The National Prostate Cancer Audit (NPCA) published results

The National Prostate Cancer Audit (NPCA) published results from a prospective audit of men newly diagnosed with prostate cancer earlier this year. Men diagnosed with prostate cancer in England and Wales between 1st April 2016 and 31st March 2017 were included in the audit.
Recommendations from the findings included increased use of transperineal prostate biopsy. The report noted that the use of transperineal biopsies had remained static over the period, despite the procedure being associated with more precise diagnoses. Transperineal biopsies – typically conducted under GA – accounted for just 12% of biopsies carried out in England over the period, while the other 88% were transrectal ultrasound (TRUS). However, a wave of change is in the air which could be attributed to innovations such as the PrecisionPoint device and the subsequent capability for clinicians and nurse specialists to now perform the procedure under local anaesthetic.

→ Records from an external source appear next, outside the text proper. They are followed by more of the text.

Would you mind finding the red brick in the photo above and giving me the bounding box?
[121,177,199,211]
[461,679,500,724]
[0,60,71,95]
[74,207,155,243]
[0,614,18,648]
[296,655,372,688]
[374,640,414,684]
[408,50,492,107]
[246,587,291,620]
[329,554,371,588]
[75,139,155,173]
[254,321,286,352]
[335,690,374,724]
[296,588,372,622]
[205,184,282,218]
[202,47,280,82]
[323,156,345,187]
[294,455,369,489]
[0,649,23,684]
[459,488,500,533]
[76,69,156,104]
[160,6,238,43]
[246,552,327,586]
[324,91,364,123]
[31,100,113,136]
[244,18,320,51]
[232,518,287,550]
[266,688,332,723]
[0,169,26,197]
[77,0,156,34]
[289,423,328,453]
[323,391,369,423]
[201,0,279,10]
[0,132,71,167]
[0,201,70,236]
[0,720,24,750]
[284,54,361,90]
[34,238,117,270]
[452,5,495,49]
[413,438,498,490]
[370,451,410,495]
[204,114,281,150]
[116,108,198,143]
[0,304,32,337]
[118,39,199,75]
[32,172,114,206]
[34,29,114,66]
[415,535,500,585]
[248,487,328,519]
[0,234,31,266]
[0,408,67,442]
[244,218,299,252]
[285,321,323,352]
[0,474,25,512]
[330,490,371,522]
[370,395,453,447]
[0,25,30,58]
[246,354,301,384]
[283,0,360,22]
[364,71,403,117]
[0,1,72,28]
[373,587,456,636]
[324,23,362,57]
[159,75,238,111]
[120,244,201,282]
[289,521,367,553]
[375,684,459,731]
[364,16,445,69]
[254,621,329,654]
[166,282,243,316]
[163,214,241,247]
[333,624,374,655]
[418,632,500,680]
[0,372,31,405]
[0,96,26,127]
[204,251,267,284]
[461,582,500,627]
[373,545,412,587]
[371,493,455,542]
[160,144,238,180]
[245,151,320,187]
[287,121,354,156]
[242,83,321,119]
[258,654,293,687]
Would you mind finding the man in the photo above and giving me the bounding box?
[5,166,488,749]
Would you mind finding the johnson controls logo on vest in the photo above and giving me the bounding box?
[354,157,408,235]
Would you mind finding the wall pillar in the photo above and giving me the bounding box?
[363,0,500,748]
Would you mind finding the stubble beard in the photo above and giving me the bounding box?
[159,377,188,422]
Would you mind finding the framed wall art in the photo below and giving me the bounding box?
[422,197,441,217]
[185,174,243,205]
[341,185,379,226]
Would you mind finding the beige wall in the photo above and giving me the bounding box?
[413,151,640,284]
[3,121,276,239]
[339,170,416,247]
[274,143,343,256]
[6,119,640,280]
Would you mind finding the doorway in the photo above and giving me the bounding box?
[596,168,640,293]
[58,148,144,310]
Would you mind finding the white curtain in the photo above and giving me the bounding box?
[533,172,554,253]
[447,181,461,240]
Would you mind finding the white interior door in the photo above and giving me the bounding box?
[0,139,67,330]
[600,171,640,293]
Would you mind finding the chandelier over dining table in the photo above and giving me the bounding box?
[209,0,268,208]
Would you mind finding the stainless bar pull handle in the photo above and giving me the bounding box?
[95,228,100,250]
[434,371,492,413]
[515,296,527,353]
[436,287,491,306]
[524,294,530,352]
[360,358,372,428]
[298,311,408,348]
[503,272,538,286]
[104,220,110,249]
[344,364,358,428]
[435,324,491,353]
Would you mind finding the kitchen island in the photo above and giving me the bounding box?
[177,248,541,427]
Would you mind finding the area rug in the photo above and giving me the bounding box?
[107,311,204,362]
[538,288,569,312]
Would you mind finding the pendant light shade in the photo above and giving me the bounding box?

The results show evidence to support the increased use of LA TP biopsy to reduce the risk of post-biopsy sepsis and to maximise diagnostic accuracy and risk stratification. The report’s recommendations to commissioners also suggest a positive indication towards the adoption of the LA TP method.
Alongside findings and recommendations around prostate biopsy, the report also highlighted interesting findings on side effects of prostate cancer treatments.
Key findings from the report show that while there has been no significant increase in the number of men reporting genitourinary complications following radical prostatectomy, one in ten men experience at least one severe genitourinary complication within two years of their prostatectomy or a severe gastrointestinal complication after external beam radiation. Of 5,000 men who underwent a radical prostatectomy at 57 Trusts during 2015, overall 11% experienced at least one severe treatment-related genitourinary complication within two years following surgery.
On the other hand, brachytherapy looks to be greatly under-prescribed. Of the 4% of men diagnosed with low-risk localised cancer who underwent radical prostate cancer therapy within 12 months of diagnosis, only 0.1% received brachytherapy. While 67% of men diagnosed with locally advanced prostate cancer were found to have undergone some form of radical therapy within 12 months of diagnosis, only 0.1% received brachytherapy. With excellent oncological outcomes and increasingly strong evidence to support LDR Brachytherapy as a safe and effective treatment option, why aren’t more men made aware of it?
The report recommends that data on the prevalence of side effects, including the prevalence of genitourinary complications, should be used to ensure all patients are offered appropriate counselling and management. Given this and the reduced risk of genitourinary complications, low-dose rate (LDR) brachytherapy should be highlighted as a viable treatment option.
Other notable findings include positive news for patient care and engagement building, with 83% of men diagnosed with prostate cancer being given the name of their Clinical Nurse Specialist, and feeling involved in and overall happy with their care.